Nesta semana, Dilma, coma cara de pau que papai do céu lhe deu, ou que ela acabou aprendendo com seu mestre-guru, afirmou que dez anos é pouco tempo para acabar com a miséria. Ok, mas há beneficiários que se mantém com o benefício há dez anos. Pergunto: com qual bom senso devemos julgar aqueles que se sustentam há dez anos com o benefício do Bolsa Família sem ter procurado, neste tempo, outros caminhos para melhorar de situação? Desde quando dez anos é pouco tempo para alguém mudar de padrão de vida? Casos assim, com pessoas amparadas pelo Bolsa Família há dez, nove, oito anos a fio, se contam aos milhões. Num país em que se afirma haver pleno emprego, com crescimento da renda do trabalho acima da inflação, com milhares de cursos de qualificação profissional espalhados pelo território nacional, não se justifica que alguém permaneça tanto tempo sob ajuda federal. Ocorre que o Bolsa Família nunca teve como objetivo maior retirar a pessoa da sua situação de emergência. Nunca colocou portas saídas ou exigiu contrapartidas para seus beneficiários poderem andar com as próprias pernas. Trata-se de um programa assistencialista com propósitos exclusivamente eleitoreiros.

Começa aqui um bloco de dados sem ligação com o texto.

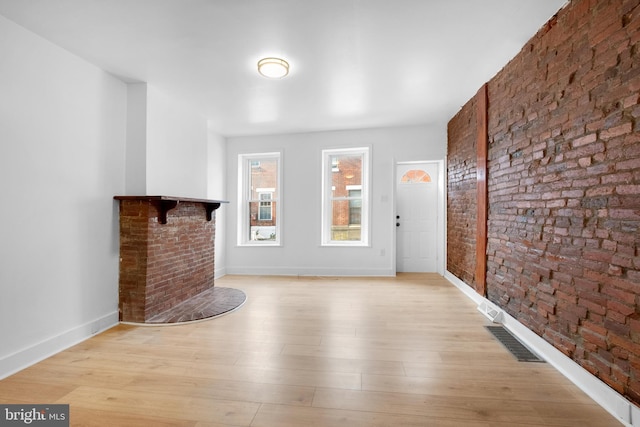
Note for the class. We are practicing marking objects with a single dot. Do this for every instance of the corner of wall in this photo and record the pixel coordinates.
(26, 357)
(614, 403)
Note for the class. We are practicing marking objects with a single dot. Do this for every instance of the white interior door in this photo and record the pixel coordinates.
(417, 217)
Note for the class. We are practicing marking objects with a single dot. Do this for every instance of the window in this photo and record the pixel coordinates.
(345, 196)
(266, 208)
(258, 196)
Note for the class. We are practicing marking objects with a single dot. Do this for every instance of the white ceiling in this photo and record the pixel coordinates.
(354, 63)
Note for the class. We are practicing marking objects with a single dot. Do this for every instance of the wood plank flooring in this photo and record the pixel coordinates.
(405, 351)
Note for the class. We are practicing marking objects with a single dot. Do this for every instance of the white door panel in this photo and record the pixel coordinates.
(417, 208)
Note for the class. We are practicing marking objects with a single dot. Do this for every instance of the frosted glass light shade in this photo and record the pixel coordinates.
(274, 68)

Ninguém quer que o programa seja extinto, mas que ele ofereça alternativas para evitar que haja acomodação de seus beneficiários. Da forma como está ele não só acomoda como também pereniza a pobreza. As pessoas deixa de ser miserável, mas não deixa de ser pobre nunca, já que não há portas de saída. O que os críticos desejam, e isto o governo não consegue entender, é que o programa tenha começo, meio e fim, que seja social, não apenas caça-votos, em suma, o que se quer é que o programa seja aperfeiçoado para poder ser promovido a programa social, e não meramente assistencialista.

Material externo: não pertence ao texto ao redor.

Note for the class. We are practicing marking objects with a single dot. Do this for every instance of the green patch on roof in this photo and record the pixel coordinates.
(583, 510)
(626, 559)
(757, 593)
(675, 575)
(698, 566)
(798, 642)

O governo Dilma deveria, portanto, era criar as mesmas condicionantes ao Bolsa Família que agora tenta impor ao seguro desemprego, como deveria, ainda, solicitar uma auditoria rigorosa nas contas do seguro desemprego, porque não se justifica que, enquanto a taxa de desemprego, num determinado período de tempo, tenha caído para menos da metade, enquanto os valores desembolsados tenham se multiplicado em cinco vezes. Se não há fraudes, o desemprego no país é muito maior do que os índices oficiais estão apontando.
Quanto ao aumento no pagamento de abono salarial isto vem comprovar que, mais de 80% dos empregos gerados no país, nos últimos anos, são baixa qualificação o que resulta em salários menores. E ainda tem gente soltando foguetes pelos milhões de brasileiros ingressados na tal "nova classe média".! Santo Deus!!!

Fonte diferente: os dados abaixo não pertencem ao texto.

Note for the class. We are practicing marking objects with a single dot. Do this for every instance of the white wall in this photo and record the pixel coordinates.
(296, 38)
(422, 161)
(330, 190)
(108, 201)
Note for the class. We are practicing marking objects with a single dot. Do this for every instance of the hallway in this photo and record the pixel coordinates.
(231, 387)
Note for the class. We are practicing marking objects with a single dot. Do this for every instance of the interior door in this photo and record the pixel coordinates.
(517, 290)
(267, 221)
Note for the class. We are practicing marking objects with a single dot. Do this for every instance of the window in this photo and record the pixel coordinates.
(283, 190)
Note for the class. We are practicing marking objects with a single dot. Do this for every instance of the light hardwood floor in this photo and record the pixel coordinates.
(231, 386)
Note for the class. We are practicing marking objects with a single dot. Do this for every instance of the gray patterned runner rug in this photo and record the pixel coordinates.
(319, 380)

E, antes de buscar o prejuízo do rombo das contas públicas no couro do trabalhador, se o governo tiver interesse de realmente fazer economia e cortar gastos, poderia começar podando ministérios (um terço deles não faz a menor falta), e até eliminado à metade os 23 mil cargos de confiança, também absolutamente inúteis. Ou, ainda, reduzir à metade os gastos com cartão corporativo. O que não falta é gordura para queimar, sem precisar criar dificuldades para o trabalhador desempregado, ou ainda mexer no abono salarial. Já não basta o confisco salarial via imposto de renda na fonte?